|rendering ... rendering ... rendering ...|
Pistol took a plane to her new home in Texas this morning, and it nearly broke my heart to say goodbye. She snuggled deep into my heart in the last few weeks, and I will miss her greatly. If I didn't know where she was headed, I wouldn't have been able to send her off. But it is a super-fantastic home with someone who has been doing SAR work with a girl from my B litter. And I KNOW PISTOL WILL BE WELL LOVED AND VERY HAPPY.

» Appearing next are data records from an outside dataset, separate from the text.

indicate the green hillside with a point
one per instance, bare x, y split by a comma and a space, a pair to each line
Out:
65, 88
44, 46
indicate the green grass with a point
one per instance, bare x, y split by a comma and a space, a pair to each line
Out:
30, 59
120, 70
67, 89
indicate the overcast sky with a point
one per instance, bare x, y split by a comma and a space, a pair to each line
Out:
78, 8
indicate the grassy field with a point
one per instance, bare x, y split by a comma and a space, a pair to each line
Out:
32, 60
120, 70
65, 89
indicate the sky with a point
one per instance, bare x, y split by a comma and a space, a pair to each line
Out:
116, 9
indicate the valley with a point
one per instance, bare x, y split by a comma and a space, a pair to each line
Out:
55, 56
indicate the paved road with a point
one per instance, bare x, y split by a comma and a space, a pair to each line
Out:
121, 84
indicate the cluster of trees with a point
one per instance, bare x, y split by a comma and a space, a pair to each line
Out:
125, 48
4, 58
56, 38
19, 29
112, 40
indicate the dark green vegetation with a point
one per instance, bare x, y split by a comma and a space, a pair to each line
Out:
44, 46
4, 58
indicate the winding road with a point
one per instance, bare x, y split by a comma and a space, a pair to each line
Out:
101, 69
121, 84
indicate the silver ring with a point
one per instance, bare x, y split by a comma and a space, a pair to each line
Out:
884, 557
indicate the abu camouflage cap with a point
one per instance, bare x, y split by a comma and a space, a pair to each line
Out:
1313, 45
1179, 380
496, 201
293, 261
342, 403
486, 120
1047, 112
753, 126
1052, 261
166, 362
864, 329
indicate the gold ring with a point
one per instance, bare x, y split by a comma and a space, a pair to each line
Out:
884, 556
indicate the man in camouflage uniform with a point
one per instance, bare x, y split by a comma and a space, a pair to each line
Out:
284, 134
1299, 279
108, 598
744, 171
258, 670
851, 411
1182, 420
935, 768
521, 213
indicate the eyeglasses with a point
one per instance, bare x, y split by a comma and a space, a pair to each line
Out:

I'm usually pretty good at not getting too attached to my puppies in their first 8 weeks. I mean, I love them all, but it is a generic sort of love. But in the last 4 weeks, I got to KNOW Pistol's little heart and she followed me from room to room every day, and she would tell me when she thought I needed to feed her and when she thought I needed to sit down and give her a snuggle, and I knew what the whines in the crate each meant (if it had a howly tone, it meant she wasn't just fussing, she really did need to pee, but if she was screaming and biting the crate bars, she was just mad that she wasn't out free to sleep under the coffee table and/or steal my shoes, and if she barked, it meant that I should pay more attention to her and maybe she would like snuggle/pee/eat). It even made me laugh every time she would grab my shoe, look over her shoulder to see if I was watching, and trot away from me, head and tail high. So, I will miss her hugs where she crawled into my lap, tucked her head under my chin, and snorfled me in sleepy happiness.
But now she gets to go be a big kid, gets to learn to do a job, gets to have a whole family of her own to love and entertain her, and, well, gets to finish rendering into a marvelous, beautiful girl.